Empresas que não realizaram a solicitação de ingresso ou retorno ao Simples Nacional dentro do prazo anual de janeiro não podem mais aderir ao regime ao longo de 2026. Com o encerramento da janela, o enquadramento só poderá ser solicitado novamente no início do próximo ano-calendário.
Na prática, os negócios que perderam o prazo permanecem obrigatoriamente em outro regime de tributação, como Lucro Presumido ou Lucro Real, o que tende a aumentar a complexidade das rotinas fiscais e contábeis. Isso envolve maior volume de obrigações acessórias, apuração separada de tributos e controles mais detalhados de receitas e despesas.
O Simples Nacional é destinado a Microempresas (ME), Empresas de Pequeno Porte (EPP) e Microempreendedores Individuais (MEI), reunindo diversos impostos em uma única guia de pagamento e oferecendo regras diferenciadas conforme faturamento e atividade econômica.
Novas empresas têm prazo diferente
Negócios recém-abertos não ficam restritos apenas ao mês de janeiro, mas precisam observar prazos próprios para solicitar a adesão. No caso de MEs e EPPs em início de atividade, o pedido deve ser feito em até 30 dias após o deferimento da última inscrição estadual ou municipal.
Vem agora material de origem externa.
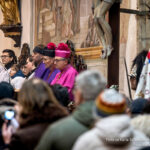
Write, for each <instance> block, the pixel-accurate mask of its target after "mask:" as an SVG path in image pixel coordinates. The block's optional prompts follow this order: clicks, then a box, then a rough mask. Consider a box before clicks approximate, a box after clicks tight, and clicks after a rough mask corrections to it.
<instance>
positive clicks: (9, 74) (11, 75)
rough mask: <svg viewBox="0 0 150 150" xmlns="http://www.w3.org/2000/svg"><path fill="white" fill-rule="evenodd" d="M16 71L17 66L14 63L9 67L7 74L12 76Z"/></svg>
mask: <svg viewBox="0 0 150 150" xmlns="http://www.w3.org/2000/svg"><path fill="white" fill-rule="evenodd" d="M18 71H19V66H18V65H17V64H14V65H13V66H12V67H11V69H10V73H9V75H10V76H11V77H13V76H14V75H15V74H16V73H17V72H18Z"/></svg>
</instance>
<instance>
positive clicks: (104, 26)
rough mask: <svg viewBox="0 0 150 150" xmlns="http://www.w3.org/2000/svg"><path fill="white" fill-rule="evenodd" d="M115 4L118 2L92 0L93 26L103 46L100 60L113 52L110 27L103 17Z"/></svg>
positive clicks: (111, 34)
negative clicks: (93, 12) (101, 55)
mask: <svg viewBox="0 0 150 150" xmlns="http://www.w3.org/2000/svg"><path fill="white" fill-rule="evenodd" d="M115 2H118V0H93V7H94V19H95V24H96V28H97V33H98V37H99V38H100V41H101V43H102V46H103V54H102V58H106V57H108V56H109V55H110V54H111V52H112V50H113V47H112V32H111V27H110V25H109V24H108V22H107V21H106V20H105V15H106V13H107V11H109V9H110V8H111V6H112V5H113V4H114V3H115Z"/></svg>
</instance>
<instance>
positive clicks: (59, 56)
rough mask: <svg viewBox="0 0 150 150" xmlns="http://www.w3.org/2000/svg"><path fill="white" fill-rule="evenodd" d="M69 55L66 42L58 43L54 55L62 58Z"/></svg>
mask: <svg viewBox="0 0 150 150" xmlns="http://www.w3.org/2000/svg"><path fill="white" fill-rule="evenodd" d="M70 55H71V51H70V49H69V47H68V45H67V44H64V43H59V45H58V47H57V48H56V50H55V56H58V57H62V58H69V57H70Z"/></svg>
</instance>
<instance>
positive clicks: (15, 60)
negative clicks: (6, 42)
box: [1, 49, 17, 65]
mask: <svg viewBox="0 0 150 150" xmlns="http://www.w3.org/2000/svg"><path fill="white" fill-rule="evenodd" d="M1 59H2V63H3V64H4V65H7V64H9V63H13V64H16V63H17V57H16V55H15V53H14V51H13V50H11V49H5V50H3V52H2V55H1Z"/></svg>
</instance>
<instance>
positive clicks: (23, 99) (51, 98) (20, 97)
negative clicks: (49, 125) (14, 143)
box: [18, 79, 67, 125]
mask: <svg viewBox="0 0 150 150" xmlns="http://www.w3.org/2000/svg"><path fill="white" fill-rule="evenodd" d="M18 101H19V105H21V112H20V118H19V122H20V124H21V125H22V124H24V120H30V122H32V120H33V118H34V122H35V120H36V122H37V121H39V122H41V121H47V120H48V122H53V121H55V120H58V119H59V118H62V117H64V116H66V115H67V111H66V109H65V108H64V107H62V106H61V105H60V104H59V103H58V101H57V100H56V98H55V96H54V94H53V92H52V90H51V88H50V87H49V86H48V85H47V84H46V83H45V82H44V81H42V80H40V79H30V80H28V81H26V82H25V83H24V84H23V86H22V88H21V90H20V92H19V95H18ZM32 116H33V117H32Z"/></svg>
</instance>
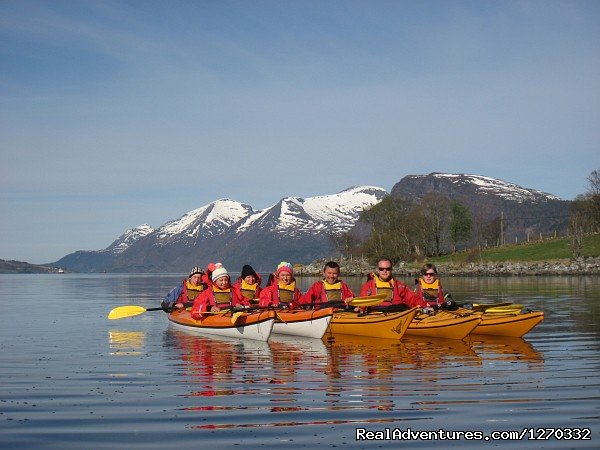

Esse período, contudo, não pode ultrapassar 60 dias da data de abertura do CNPJ. Se esse limite for perdido, a empresa também terá de aguardar a janela regular do ano seguinte para tentar o enquadramento.
Já o MEI, em regra, é automaticamente incluído no Simples no momento da formalização, desde que cumpra os requisitos legais da categoria. Mesmo assim, o acompanhamento contábil é recomendado para monitorar limites de faturamento, atividades permitidas e eventual necessidade de migração para outro porte empresarial.
Abrir um novo CNPJ não garante enquadramento
Encerrar uma empresa e abrir outra logo em seguida não assegura acesso automático ao Simples Nacional. Quando há continuidade de atividade, manutenção de sócios, estrutura semelhante ou transferência de clientela, o Fisco pode caracterizar sucessão empresarial.
Nessas hipóteses, podem existir impedimentos ao enquadramento e até revisões administrativas, sobretudo se a mudança ocorrer em meio a débitos fiscais ou restrições anteriores.
Por isso, a decisão de encerrar e constituir um novo CNPJ exige análise técnica prévia, envolvendo aspectos contábeis e jurídicos, verificação de pendências e avaliação do enquadramento das atividades exercidas.